Rocky indigenous girl strives for bright future
MARIA Mitchell-Lawton is a proud indigenous woman.
Yesterday she was one of 95 Rockhampton indigenous students who celebrated graduating from Year 12 in a special ceremony held at CQUniversity in Rockhampton.
These students were given scholarships by the Queensland Aboriginal and Torres Strait Islander Foundation (QATSIF) scholarship program to help them complete their senior schooling and increase their job opportunities.
The Emmaus College School Captain said she enjoyed her studies at high school, especially English, mathematics and legal studies.
"The scholarship has benefited me because it has given me the motivation to believe that I can actually achieve things...my learning is not wasteful,” she said.
"Education is very important to not only myself but to my culture and my people.
"It is very powerful and you can do a lot with education so I encourage my indigenous people to strive for better things.”
Maria has big plans ahead of her after she graduates from high school.

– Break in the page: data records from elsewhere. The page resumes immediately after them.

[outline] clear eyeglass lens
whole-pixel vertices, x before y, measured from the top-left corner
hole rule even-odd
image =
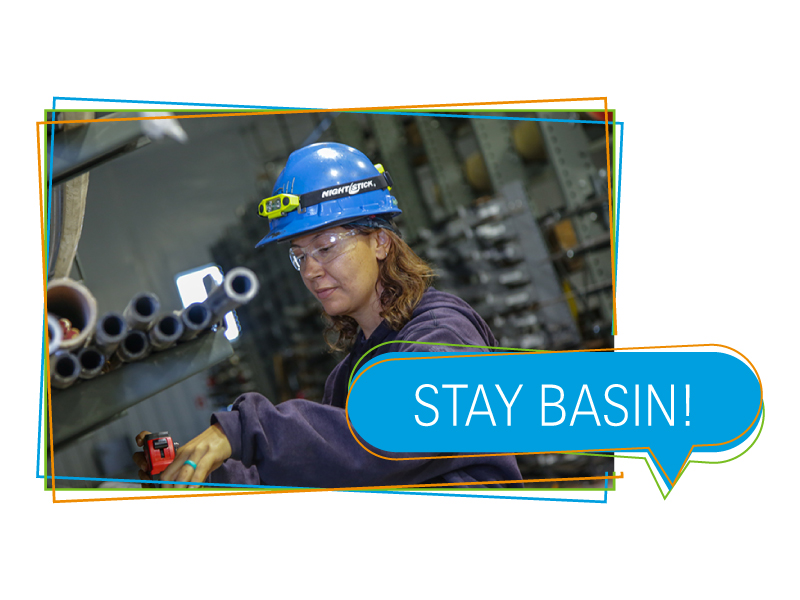
[[[306,253],[298,248],[292,248],[289,250],[289,258],[294,268],[298,271],[303,268],[306,256],[311,256],[320,264],[329,263],[350,247],[349,239],[357,234],[356,230],[352,230],[345,233],[331,233],[330,235],[319,236],[314,240],[314,249],[311,252]]]
[[[292,266],[299,271],[303,264],[302,261],[305,260],[305,255],[298,256],[294,253],[294,250],[289,250],[289,260],[292,261]]]

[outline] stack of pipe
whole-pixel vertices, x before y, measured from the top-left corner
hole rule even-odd
[[[258,292],[250,269],[232,269],[204,302],[159,314],[151,292],[131,298],[122,313],[97,317],[97,302],[80,283],[58,279],[47,286],[50,382],[67,388],[123,363],[147,357],[212,329],[228,312],[250,302]]]
[[[53,387],[67,388],[79,378],[99,375],[105,357],[89,345],[97,324],[92,293],[72,279],[53,279],[47,284],[47,310]]]

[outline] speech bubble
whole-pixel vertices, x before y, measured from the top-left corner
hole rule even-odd
[[[672,488],[692,452],[735,448],[758,424],[748,363],[721,351],[392,352],[353,377],[347,412],[378,452],[647,451]]]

"I plan on going to university and completing my degree in law or criminology and criminal justice,” she said.
Aboriginal and Torres Strait Islander Partnerships Minister Mark Furner said the QATSIF scholarship program provides a bright future for thousands of indigenous students in Queensland.

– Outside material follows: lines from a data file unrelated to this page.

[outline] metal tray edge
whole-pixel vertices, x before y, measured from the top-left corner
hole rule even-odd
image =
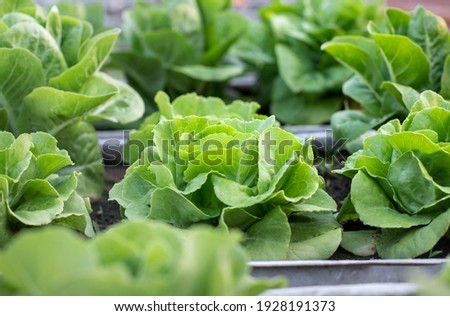
[[[293,261],[251,261],[252,268],[287,267],[330,267],[330,266],[367,266],[367,265],[442,265],[449,259],[371,259],[371,260],[293,260]]]

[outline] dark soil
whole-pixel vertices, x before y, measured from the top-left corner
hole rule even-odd
[[[108,201],[109,191],[113,185],[123,179],[126,166],[105,166],[105,188],[102,198],[92,203],[92,220],[97,224],[99,230],[104,230],[112,224],[121,221],[120,207],[116,201]]]
[[[319,173],[325,180],[325,191],[336,201],[339,209],[350,192],[351,180],[344,176],[331,173],[330,170],[326,172],[319,170]]]
[[[319,175],[325,180],[325,191],[336,201],[340,209],[350,192],[351,180],[333,171],[344,166],[344,161],[349,154],[347,152],[316,152],[316,157],[315,166]]]

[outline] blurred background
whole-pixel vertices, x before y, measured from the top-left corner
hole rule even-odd
[[[413,10],[421,4],[427,10],[442,16],[447,24],[450,22],[450,1],[449,0],[388,0],[387,4],[405,10]]]
[[[211,0],[214,1],[214,0]],[[58,0],[38,0],[41,5],[52,5]],[[108,26],[118,26],[121,21],[121,12],[133,4],[133,0],[65,0],[64,2],[84,2],[95,3],[102,2],[106,8],[105,24]],[[158,2],[158,0],[149,0],[149,2]],[[270,0],[233,0],[234,7],[243,14],[255,17],[258,14],[258,8],[270,3]],[[447,23],[450,22],[450,1],[449,0],[388,0],[389,6],[395,6],[405,10],[412,10],[421,4],[429,11],[444,17]]]

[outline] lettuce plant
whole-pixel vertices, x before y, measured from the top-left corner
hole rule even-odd
[[[432,250],[450,228],[449,166],[450,103],[426,91],[403,124],[383,125],[338,171],[353,179],[339,219],[376,228],[344,234],[342,246],[382,258]]]
[[[164,118],[141,134],[150,139],[140,138],[149,147],[110,192],[123,216],[239,229],[253,260],[331,256],[342,231],[310,143],[280,129],[274,117],[252,119],[251,104],[243,111],[244,104],[201,99],[203,112],[189,102],[195,99],[159,100]],[[192,108],[199,114],[189,115]]]
[[[94,28],[94,33],[100,33],[105,30],[103,20],[105,11],[100,2],[83,3],[57,1],[55,3],[61,15],[72,16],[79,20],[88,21]]]
[[[216,122],[226,118],[244,121],[266,118],[256,113],[260,106],[255,102],[236,100],[231,104],[225,104],[220,98],[202,97],[196,93],[179,96],[170,103],[169,96],[159,91],[155,96],[155,103],[158,111],[148,116],[139,129],[130,132],[123,154],[125,162],[134,163],[139,159],[142,151],[151,145],[149,141],[153,140],[153,130],[160,121],[192,115],[207,117],[210,121]]]
[[[103,190],[102,156],[92,122],[121,124],[142,116],[142,99],[99,71],[119,35],[93,35],[83,20],[48,13],[33,1],[0,2],[0,123],[18,136],[45,131],[82,171],[79,192]]]
[[[422,7],[411,13],[390,8],[381,23],[369,23],[371,38],[340,36],[323,49],[354,73],[343,92],[362,110],[336,113],[336,138],[350,151],[361,135],[389,119],[405,119],[419,93],[427,89],[450,98],[450,35],[445,21]]]
[[[337,35],[364,34],[367,22],[381,17],[383,2],[278,0],[261,10],[263,25],[249,31],[235,51],[261,69],[260,80],[269,82],[264,90],[272,85],[271,113],[277,119],[324,123],[342,108],[341,88],[351,72],[320,47]]]
[[[149,106],[159,90],[175,98],[188,92],[223,94],[242,67],[226,61],[246,29],[231,0],[137,1],[123,15],[126,47],[113,55],[128,82]]]
[[[49,224],[94,235],[89,200],[75,191],[79,174],[57,174],[72,164],[49,134],[0,132],[0,246],[25,227]]]
[[[125,222],[92,240],[47,227],[0,251],[0,294],[256,295],[284,284],[249,270],[239,235],[208,227]]]

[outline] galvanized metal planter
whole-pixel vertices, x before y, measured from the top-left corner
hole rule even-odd
[[[414,295],[411,276],[437,274],[446,259],[251,262],[255,277],[283,276],[288,288],[265,295]]]
[[[446,259],[251,262],[256,277],[285,276],[290,287],[408,281],[414,271],[436,274]]]
[[[273,289],[263,296],[410,296],[418,293],[413,283],[320,285]]]

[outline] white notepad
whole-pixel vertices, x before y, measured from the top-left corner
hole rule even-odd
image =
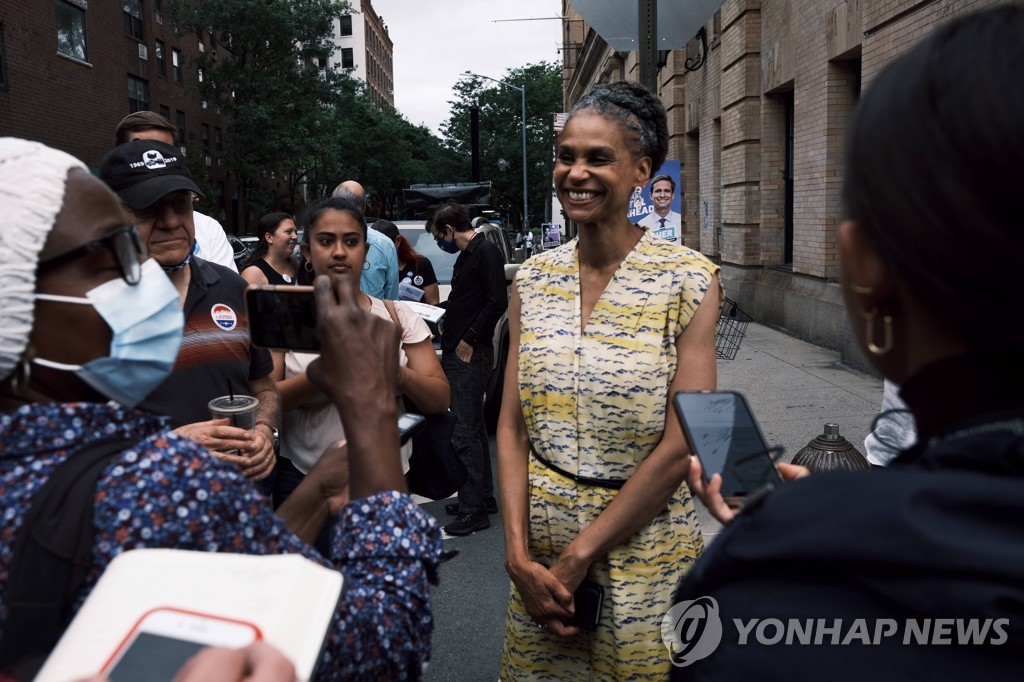
[[[97,674],[139,618],[159,607],[252,623],[291,659],[299,679],[308,680],[342,583],[339,571],[298,554],[125,552],[104,571],[36,682]]]

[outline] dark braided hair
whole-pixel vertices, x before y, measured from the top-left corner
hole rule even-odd
[[[260,240],[256,242],[256,247],[245,257],[241,265],[238,266],[238,271],[245,270],[250,265],[255,265],[266,257],[267,251],[270,250],[270,245],[267,243],[267,233],[274,234],[277,232],[277,228],[280,227],[281,223],[285,220],[294,220],[288,213],[268,213],[262,216],[256,222],[256,234]]]
[[[668,117],[661,100],[639,83],[618,81],[591,88],[569,112],[566,123],[580,111],[594,111],[615,119],[636,137],[634,153],[651,159],[657,170],[668,156]]]

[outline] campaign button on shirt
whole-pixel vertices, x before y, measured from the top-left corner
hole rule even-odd
[[[231,306],[224,303],[217,303],[210,309],[210,317],[213,323],[224,331],[231,331],[238,325],[238,315],[231,309]]]

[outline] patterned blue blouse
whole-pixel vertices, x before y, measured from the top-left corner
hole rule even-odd
[[[288,531],[235,467],[168,432],[162,419],[112,403],[33,404],[0,413],[0,631],[11,543],[33,494],[69,452],[113,436],[139,442],[100,475],[95,568],[76,611],[125,550],[302,554],[345,574],[317,679],[420,677],[433,628],[428,582],[436,582],[441,558],[433,517],[397,492],[355,500],[342,510],[325,560]]]

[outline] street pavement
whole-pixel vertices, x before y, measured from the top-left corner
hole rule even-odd
[[[718,387],[747,397],[768,443],[784,447],[787,461],[820,435],[826,422],[838,423],[842,435],[863,452],[882,404],[880,379],[845,367],[832,351],[756,323],[747,329],[736,358],[719,360]],[[452,518],[444,511],[446,502],[429,502],[423,509],[444,524]],[[720,526],[696,504],[701,530],[713,542]],[[433,655],[426,679],[497,680],[509,585],[501,516],[491,516],[487,530],[446,538],[444,547],[459,555],[441,567],[434,588]]]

"More than 6000 scholarships have been awarded to students in more than 250 schools from all sectors throughout the state, including in regional and remote locations,” he said.
"Last year, QATSIF scholarship recipients made up almost half of the state's estimated Indigenous Year 12 cohort.”
Minister Furner said this year's state budget would enable 2000 indigenous students to enter the job market.
"The Palaszczuk Labor Government will continue to remove obstacles to education and support proven programs to close the gap in education, which we know also leads to better job outcomes.”